Por isso, histórias como a dele costumam gerar identificação. Elas demonstram que o acesso ao conhecimento continua sendo um dos caminhos mais eficazes para ampliar oportunidades e fortalecer a dignidade.
Universidade depois dos 60 anos: uma realidade cada vez mais presente
Embora a vaga na universidade seja o resultado mais visível dessa trajetória, o significado da história vai além do ingresso no ensino superior.
Walmerinston se tornou símbolo de uma caminhada construída pela persistência, pela leitura e pela decisão de voltar a estudar. Seu percurso mostra que a educação não se limita às salas de aula. Ela pode começar por meio do acesso a livros, programas de educação para adultos e oportunidades de retorno à escola.
Sua história também reforça a importância de políticas educacionais que ampliem o acesso ao ensino para públicos historicamente excluídos. Sem mecanismos de reinserção escolar, muitas trajetórias de recomeço sequer teriam a chance de começar.
O caso ainda ajuda a iluminar um debate cada vez mais relevante: a presença crescente de adultos e idosos nos ambientes educacionais. Em um país que envelhece, estudar depois dos 60 anos tende a se tornar uma escolha cada vez mais comum para quem busca desenvolvimento pessoal, realização de sonhos antigos ou novos desafios intelectuais.
O que a trajetória de Walmerinston ensina
A aprovação na UFPA oferece uma mensagem que ultrapassa fronteiras geográficas e sociais: o conhecimento continua sendo uma das ferramentas mais poderosas para ampliar oportunidades e reconstruir trajetórias.

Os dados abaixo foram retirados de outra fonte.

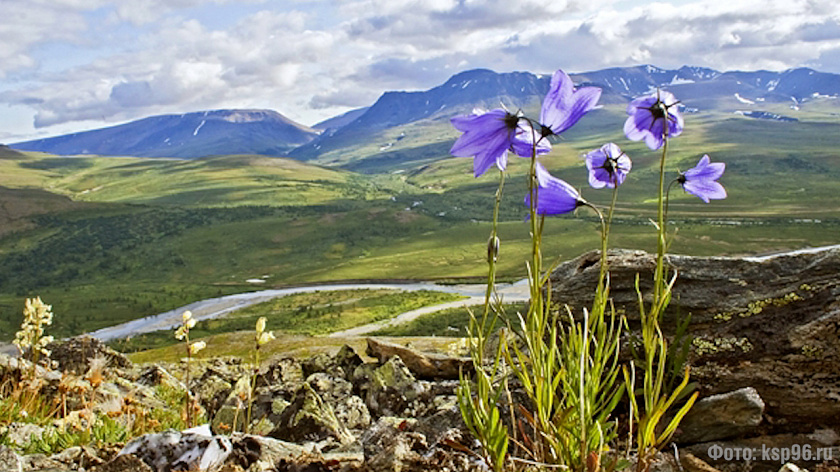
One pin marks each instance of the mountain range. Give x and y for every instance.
(266, 132)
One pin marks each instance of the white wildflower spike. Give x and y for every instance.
(264, 338)
(36, 315)
(197, 346)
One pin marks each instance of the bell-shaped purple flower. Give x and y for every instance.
(490, 135)
(608, 166)
(649, 117)
(554, 196)
(564, 106)
(701, 180)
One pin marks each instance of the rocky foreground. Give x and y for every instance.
(764, 356)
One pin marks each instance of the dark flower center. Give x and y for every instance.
(511, 121)
(545, 131)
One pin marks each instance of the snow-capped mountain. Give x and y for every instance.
(266, 132)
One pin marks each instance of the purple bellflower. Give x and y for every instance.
(563, 106)
(608, 166)
(648, 117)
(701, 180)
(554, 196)
(490, 135)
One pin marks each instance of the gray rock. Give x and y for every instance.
(174, 450)
(723, 416)
(762, 449)
(705, 287)
(421, 364)
(769, 323)
(261, 453)
(390, 389)
(124, 463)
(310, 418)
(74, 354)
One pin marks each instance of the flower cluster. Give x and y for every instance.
(582, 369)
(262, 337)
(183, 333)
(489, 136)
(36, 316)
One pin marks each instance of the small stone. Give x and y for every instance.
(124, 463)
(9, 460)
(723, 416)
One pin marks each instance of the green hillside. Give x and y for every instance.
(108, 239)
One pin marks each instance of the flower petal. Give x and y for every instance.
(705, 189)
(563, 106)
(554, 196)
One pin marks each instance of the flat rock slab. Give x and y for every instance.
(423, 365)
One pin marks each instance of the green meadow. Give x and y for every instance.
(109, 239)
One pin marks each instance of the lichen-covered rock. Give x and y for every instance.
(213, 388)
(155, 376)
(175, 450)
(310, 418)
(390, 389)
(283, 372)
(232, 415)
(722, 416)
(74, 354)
(421, 364)
(769, 323)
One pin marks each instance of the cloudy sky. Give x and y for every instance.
(70, 65)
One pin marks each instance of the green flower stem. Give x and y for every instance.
(251, 390)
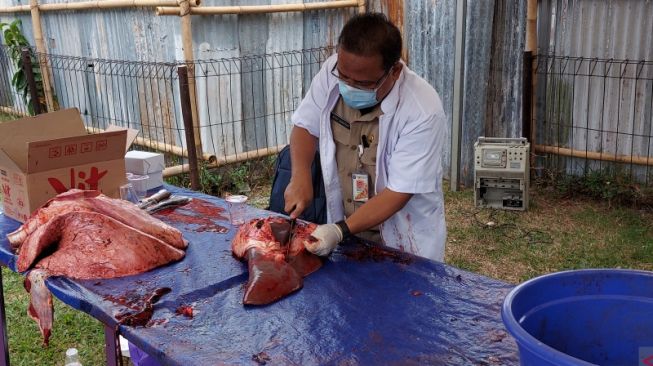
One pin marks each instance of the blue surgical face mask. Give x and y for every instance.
(357, 98)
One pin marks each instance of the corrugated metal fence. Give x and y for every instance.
(266, 94)
(594, 106)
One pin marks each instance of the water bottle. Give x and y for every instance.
(72, 357)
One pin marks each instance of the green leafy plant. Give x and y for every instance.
(16, 41)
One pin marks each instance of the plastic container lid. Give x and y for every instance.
(236, 199)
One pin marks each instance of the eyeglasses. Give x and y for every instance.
(360, 84)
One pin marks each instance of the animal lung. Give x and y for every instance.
(276, 264)
(77, 200)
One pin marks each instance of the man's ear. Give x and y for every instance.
(396, 70)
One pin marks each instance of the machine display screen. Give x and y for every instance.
(494, 158)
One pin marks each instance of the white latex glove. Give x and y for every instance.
(328, 236)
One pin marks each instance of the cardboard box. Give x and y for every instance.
(144, 162)
(45, 155)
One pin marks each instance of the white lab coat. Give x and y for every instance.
(411, 136)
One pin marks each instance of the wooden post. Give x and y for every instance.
(111, 345)
(361, 6)
(527, 95)
(531, 49)
(187, 44)
(42, 50)
(31, 82)
(184, 94)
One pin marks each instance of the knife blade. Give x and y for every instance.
(292, 234)
(155, 198)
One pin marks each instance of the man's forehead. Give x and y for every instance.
(350, 59)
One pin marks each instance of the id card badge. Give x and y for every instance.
(360, 185)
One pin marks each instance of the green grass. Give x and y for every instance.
(6, 117)
(555, 234)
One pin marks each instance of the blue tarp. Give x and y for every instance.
(361, 307)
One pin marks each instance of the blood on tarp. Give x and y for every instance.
(142, 315)
(185, 310)
(197, 212)
(362, 251)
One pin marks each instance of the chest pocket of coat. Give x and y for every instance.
(369, 155)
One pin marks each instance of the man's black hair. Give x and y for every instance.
(371, 34)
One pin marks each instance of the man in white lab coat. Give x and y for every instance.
(380, 129)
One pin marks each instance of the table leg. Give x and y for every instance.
(111, 345)
(4, 346)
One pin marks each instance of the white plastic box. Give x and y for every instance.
(146, 163)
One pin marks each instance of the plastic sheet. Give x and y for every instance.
(365, 306)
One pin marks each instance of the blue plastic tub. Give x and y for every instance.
(584, 317)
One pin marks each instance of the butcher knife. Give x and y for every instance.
(157, 197)
(292, 234)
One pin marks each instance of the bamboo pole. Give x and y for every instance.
(229, 159)
(156, 145)
(531, 26)
(98, 4)
(260, 9)
(630, 159)
(531, 45)
(187, 44)
(40, 48)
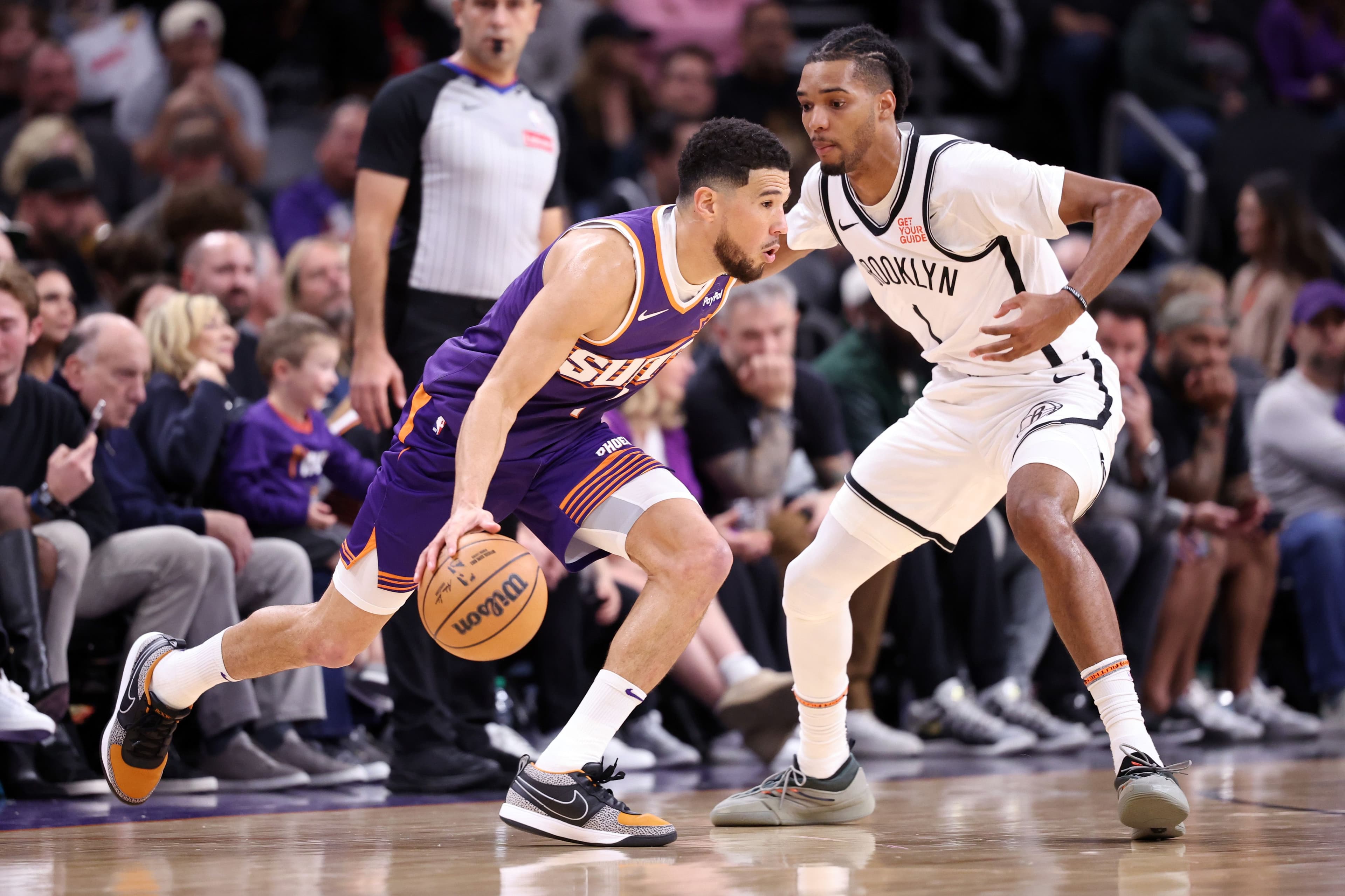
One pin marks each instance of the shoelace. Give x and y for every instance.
(149, 738)
(599, 776)
(782, 785)
(1146, 766)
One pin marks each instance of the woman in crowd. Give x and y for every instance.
(57, 314)
(1278, 230)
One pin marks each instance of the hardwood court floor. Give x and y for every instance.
(1260, 828)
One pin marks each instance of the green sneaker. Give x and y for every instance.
(1149, 800)
(793, 798)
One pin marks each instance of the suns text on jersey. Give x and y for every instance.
(592, 370)
(904, 270)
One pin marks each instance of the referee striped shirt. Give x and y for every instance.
(483, 162)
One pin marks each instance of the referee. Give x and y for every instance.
(463, 162)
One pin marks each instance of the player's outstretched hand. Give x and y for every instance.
(462, 522)
(1040, 324)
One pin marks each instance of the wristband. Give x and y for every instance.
(1078, 295)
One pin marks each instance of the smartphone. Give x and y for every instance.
(1273, 521)
(95, 419)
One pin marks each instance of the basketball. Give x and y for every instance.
(488, 602)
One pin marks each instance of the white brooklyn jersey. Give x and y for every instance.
(966, 229)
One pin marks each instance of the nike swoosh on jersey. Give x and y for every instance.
(575, 798)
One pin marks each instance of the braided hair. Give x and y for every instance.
(876, 60)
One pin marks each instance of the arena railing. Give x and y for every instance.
(1127, 110)
(999, 80)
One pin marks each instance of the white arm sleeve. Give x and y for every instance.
(809, 228)
(981, 193)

Mais do que uma história de superação individual, a caminhada de Walmerinston mostra que o aprendizado pode abrir portas mesmo quando as circunstâncias parecem desfavoráveis. Sua experiência também serve como lembrete de que a educação não beneficia apenas quem busca um diploma. Ela amplia a capacidade de compreender o mundo, tomar decisões e construir novos caminhos pessoais e profissionais.
Sua conquista não representa apenas o início de uma graduação. Ela demonstra que o acesso ao conhecimento continua sendo capaz de alterar trajetórias, ampliar oportunidades e devolver perspectivas a pessoas que muitas vezes são vistas apenas pelas dificuldades que enfrentaram.
Para quem acredita que perdeu o momento de estudar, a história de Walmerinston deixa uma mensagem simples: o tempo pode passar, mas a oportunidade de aprender e construir novos capítulos continua existindo.